Nuove scoperte: accette, pinze e la testa di un martello
Nel corso della recente perlustrazione, gli investigatori hanno ritrovato diversi oggetti ritenuti compatibili con una possibile arma del delitto: si tratta di una pinza da camino, due accette e la testa di un martello. Tutti questi reperti sono attualmente sotto esame tecnico-scientifico, anche se per il momento non è stato stabilito un nesso diretto con l’assassinio della giovane Chiara.
La rilettura dei dati autoptici, intanto, apre la possibilità che non sia stato utilizzato un solo oggetto, ma almeno due. Il medico legale Marco Ballardini, nella sua relazione, osservava che alcune ferite — come i tagli alle palpebre — non sembrano compatibili con un’arma contundente, ma piuttosto con uno strumento dotato di filo affilato o punta acuminata.
Due armi per un delitto: la nuova ipotesi investigativa
Dalla consulenza medico-legale emerge un dettaglio fondamentale che oggi, più che in passato, sembra prendere corpo con maggiore convinzione: l’assassino potrebbe aver usato due armi diverse per colpire Chiara. Una pesante e contusiva, forse un martello, per tramortirla; e un’altra più precisa, tagliente, per infliggere le ferite minori. Anche la frattura alla mascella destra presenta infatti caratteristiche che non coincidono con un singolo tipo di colpo.
Questa teoria, prima solo ipotetica, oggi viene considerata con maggiore attenzione dagli inquirenti, che non escludono affatto un’aggressione avvenuta con più oggetti — e, forse, da più mani.

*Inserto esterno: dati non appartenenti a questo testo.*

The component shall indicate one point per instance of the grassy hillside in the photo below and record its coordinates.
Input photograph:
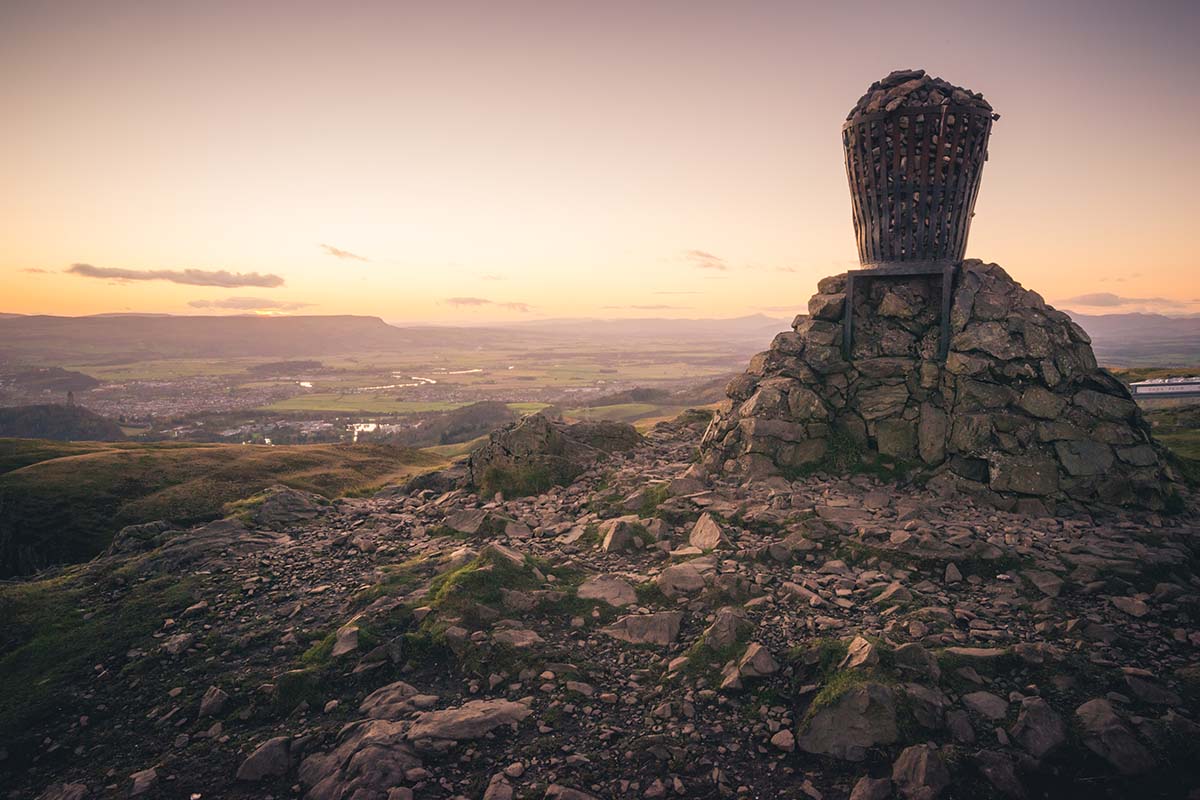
(61, 503)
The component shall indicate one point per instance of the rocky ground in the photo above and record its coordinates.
(637, 633)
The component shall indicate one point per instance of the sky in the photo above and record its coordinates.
(467, 162)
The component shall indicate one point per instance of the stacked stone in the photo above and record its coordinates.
(915, 89)
(1018, 409)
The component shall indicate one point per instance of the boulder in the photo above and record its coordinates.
(282, 506)
(861, 717)
(1038, 728)
(370, 758)
(1019, 407)
(537, 452)
(609, 589)
(1105, 735)
(921, 774)
(468, 721)
(273, 758)
(706, 534)
(660, 629)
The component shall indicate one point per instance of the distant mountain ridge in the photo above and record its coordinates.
(1143, 340)
(1120, 340)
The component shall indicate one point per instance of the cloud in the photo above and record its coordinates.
(337, 252)
(652, 307)
(249, 304)
(191, 277)
(703, 260)
(523, 307)
(1109, 300)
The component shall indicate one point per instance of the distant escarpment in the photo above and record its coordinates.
(58, 422)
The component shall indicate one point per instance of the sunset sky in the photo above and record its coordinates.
(462, 162)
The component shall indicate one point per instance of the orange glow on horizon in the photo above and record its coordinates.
(472, 162)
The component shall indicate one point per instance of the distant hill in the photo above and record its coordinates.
(47, 379)
(131, 337)
(64, 503)
(1143, 340)
(58, 422)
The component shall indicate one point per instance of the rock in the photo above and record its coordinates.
(894, 593)
(727, 627)
(915, 659)
(1085, 457)
(65, 792)
(1000, 770)
(618, 534)
(1048, 583)
(1023, 474)
(659, 629)
(862, 717)
(1105, 735)
(609, 589)
(370, 758)
(871, 788)
(919, 773)
(271, 758)
(391, 702)
(347, 641)
(1038, 728)
(827, 306)
(213, 702)
(757, 662)
(468, 721)
(538, 452)
(1132, 606)
(282, 506)
(987, 704)
(498, 788)
(1017, 377)
(556, 792)
(178, 643)
(516, 638)
(681, 578)
(859, 654)
(143, 782)
(706, 534)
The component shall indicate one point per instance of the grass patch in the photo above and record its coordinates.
(66, 507)
(51, 643)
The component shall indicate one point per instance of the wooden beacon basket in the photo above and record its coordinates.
(913, 176)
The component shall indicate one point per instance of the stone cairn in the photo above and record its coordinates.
(1012, 407)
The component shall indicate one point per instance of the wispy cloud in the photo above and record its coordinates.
(249, 304)
(705, 260)
(523, 307)
(1109, 300)
(191, 277)
(337, 252)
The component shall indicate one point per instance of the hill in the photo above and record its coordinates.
(58, 422)
(1143, 340)
(64, 504)
(130, 337)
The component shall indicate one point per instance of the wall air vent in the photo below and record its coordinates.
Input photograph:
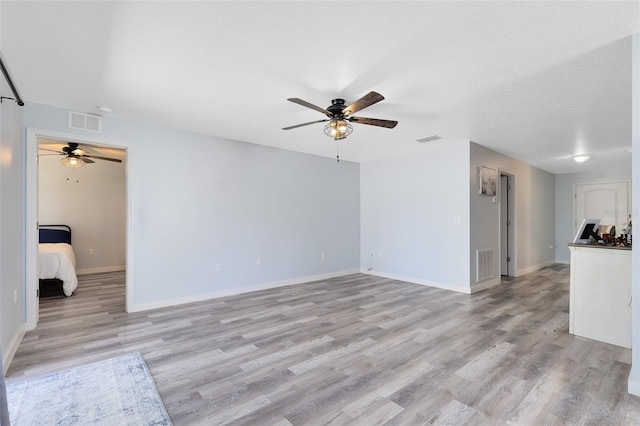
(82, 121)
(484, 264)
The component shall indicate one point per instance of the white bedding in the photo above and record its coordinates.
(58, 261)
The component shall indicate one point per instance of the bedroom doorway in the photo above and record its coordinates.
(507, 228)
(92, 199)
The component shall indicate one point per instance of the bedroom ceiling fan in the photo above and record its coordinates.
(340, 115)
(74, 156)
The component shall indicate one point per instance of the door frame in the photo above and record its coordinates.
(512, 242)
(31, 216)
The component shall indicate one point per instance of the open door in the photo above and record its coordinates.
(507, 235)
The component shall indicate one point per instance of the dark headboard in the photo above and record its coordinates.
(55, 234)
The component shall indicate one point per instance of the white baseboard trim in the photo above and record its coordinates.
(633, 387)
(13, 348)
(485, 285)
(534, 268)
(100, 270)
(417, 281)
(137, 307)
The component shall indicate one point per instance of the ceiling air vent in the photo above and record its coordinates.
(429, 138)
(82, 121)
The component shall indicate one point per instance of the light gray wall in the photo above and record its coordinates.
(92, 201)
(565, 189)
(415, 213)
(634, 375)
(534, 212)
(12, 243)
(200, 200)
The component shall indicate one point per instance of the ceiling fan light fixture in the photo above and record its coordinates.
(73, 162)
(338, 129)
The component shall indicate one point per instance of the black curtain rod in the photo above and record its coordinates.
(7, 76)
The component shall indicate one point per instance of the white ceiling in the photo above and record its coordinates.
(539, 81)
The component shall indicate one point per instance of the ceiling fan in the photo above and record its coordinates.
(74, 156)
(339, 115)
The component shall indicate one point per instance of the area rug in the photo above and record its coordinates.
(117, 391)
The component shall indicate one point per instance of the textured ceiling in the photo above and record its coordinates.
(539, 81)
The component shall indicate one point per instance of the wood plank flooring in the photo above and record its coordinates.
(355, 350)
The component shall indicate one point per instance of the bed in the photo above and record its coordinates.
(56, 259)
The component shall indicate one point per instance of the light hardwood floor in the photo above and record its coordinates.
(356, 350)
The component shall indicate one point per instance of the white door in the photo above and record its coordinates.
(605, 201)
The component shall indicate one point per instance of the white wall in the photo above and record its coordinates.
(565, 190)
(92, 201)
(200, 200)
(534, 197)
(415, 216)
(12, 244)
(634, 375)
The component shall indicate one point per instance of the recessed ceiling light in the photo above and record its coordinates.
(429, 138)
(581, 158)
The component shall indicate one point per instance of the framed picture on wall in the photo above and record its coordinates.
(487, 181)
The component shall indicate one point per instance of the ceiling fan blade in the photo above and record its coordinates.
(365, 101)
(389, 124)
(304, 124)
(86, 156)
(308, 105)
(49, 150)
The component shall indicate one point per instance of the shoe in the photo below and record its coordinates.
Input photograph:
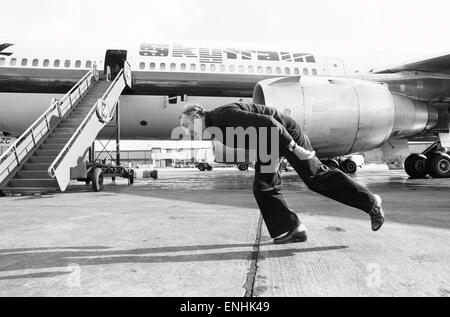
(297, 235)
(377, 214)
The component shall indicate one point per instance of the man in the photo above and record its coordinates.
(294, 145)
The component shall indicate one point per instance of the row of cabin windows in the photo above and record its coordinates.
(45, 63)
(231, 68)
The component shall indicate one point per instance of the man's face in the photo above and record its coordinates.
(192, 125)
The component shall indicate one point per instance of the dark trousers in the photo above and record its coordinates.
(319, 178)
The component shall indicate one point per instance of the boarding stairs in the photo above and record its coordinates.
(41, 159)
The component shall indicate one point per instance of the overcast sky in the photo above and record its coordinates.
(363, 33)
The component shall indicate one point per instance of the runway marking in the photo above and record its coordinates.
(90, 216)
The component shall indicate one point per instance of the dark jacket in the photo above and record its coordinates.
(253, 115)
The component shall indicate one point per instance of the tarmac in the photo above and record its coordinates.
(192, 233)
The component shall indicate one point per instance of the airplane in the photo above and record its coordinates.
(342, 114)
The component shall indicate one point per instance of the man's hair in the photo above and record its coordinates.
(192, 109)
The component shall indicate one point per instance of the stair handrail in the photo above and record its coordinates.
(12, 149)
(56, 161)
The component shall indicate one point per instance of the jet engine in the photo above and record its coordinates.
(342, 116)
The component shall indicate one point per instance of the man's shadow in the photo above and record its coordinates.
(64, 258)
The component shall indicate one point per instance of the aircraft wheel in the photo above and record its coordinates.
(243, 167)
(438, 165)
(416, 165)
(349, 166)
(97, 180)
(331, 163)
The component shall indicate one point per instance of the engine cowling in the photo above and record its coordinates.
(341, 115)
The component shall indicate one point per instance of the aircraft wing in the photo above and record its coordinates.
(438, 64)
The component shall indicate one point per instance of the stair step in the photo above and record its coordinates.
(65, 130)
(53, 153)
(29, 190)
(58, 135)
(42, 159)
(36, 166)
(46, 146)
(33, 182)
(56, 141)
(32, 174)
(68, 126)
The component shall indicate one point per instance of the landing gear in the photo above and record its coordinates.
(434, 161)
(97, 180)
(415, 166)
(243, 167)
(349, 166)
(331, 163)
(438, 165)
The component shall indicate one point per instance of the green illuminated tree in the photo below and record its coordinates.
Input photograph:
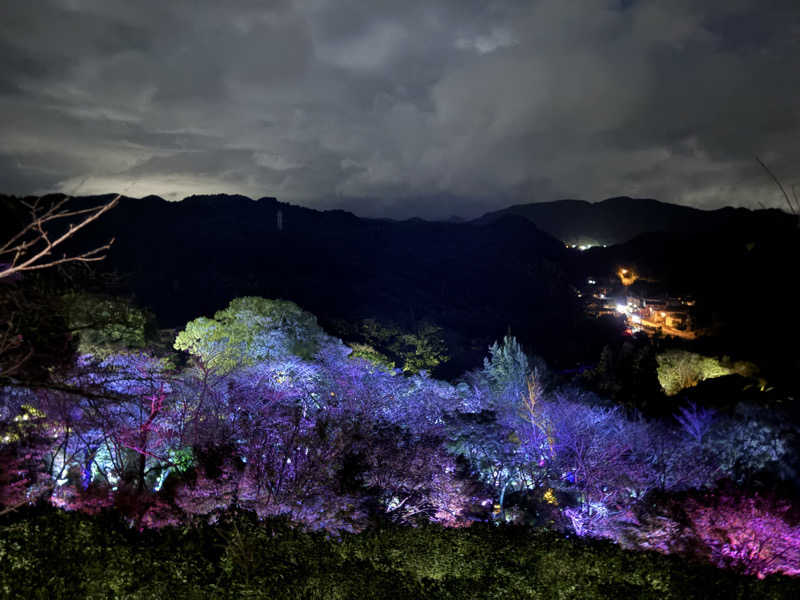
(249, 330)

Le intercettazioni su Andrea Sempio e il nuovo incidente probatorio
Intanto, gli investigatori stanno tornando a esaminare materiali risalenti al 2017, anno in cui Andrea Sempio fu iscritto nel registro degli indagati, salvo poi vedere la propria posizione archiviata. Sono ben 806 i file audio raccolti tramite intercettazioni ambientali effettuate all’interno di un’autovettura. All’epoca, la Procura generale di Milano giudicò questi contenuti “privi di rilevanza”, ma oggi vengono considerati con occhi diversi.

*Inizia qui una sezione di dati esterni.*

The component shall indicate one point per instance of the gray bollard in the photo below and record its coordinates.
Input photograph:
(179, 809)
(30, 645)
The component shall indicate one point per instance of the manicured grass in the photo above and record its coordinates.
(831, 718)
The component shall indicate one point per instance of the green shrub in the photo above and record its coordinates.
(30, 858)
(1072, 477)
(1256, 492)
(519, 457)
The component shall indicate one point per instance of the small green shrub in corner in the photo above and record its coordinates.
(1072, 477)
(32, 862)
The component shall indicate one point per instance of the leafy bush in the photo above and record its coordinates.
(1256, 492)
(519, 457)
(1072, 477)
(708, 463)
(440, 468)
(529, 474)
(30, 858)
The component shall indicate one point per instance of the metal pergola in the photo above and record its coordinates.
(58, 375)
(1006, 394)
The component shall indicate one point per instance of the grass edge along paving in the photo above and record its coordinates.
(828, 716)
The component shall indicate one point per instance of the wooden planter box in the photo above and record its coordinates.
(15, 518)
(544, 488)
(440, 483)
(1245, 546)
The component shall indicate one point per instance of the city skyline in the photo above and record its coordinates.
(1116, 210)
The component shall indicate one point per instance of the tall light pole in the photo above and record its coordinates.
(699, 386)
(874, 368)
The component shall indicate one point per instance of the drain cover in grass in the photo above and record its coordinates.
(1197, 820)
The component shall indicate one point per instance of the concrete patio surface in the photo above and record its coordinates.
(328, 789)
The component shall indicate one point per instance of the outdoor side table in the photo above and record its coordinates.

Particolare attenzione è rivolta a due elementi: le telefonate fatte a casa Poggi e un ticket sanitario, registrato il giorno dell’omicidio. Questi dettagli, ritenuti in passato secondari, ora vengono riconsiderati nel quadro di un’indagine che si è riaperta con un obiettivo preciso: colmare le lacune lasciate da un processo che, pur avendo portato a una condanna, continua a lasciare zone d’ombra.
L’incidente probatorio fissato per il 17 giugno potrebbe rappresentare un punto di svolta nel caso Garlasco. La possibilità che siano state usate due armi e l’esistenza di nuovi reperti potenzialmente rilevanti riaprono un capitolo che si credeva ormai chiuso. E mentre si attendono le nuove perizie, una cosa è certa: la verità su come, con cosa e forse da chi è stata uccisa Chiara Poggi, è ancora lontana dall’essere chiarita.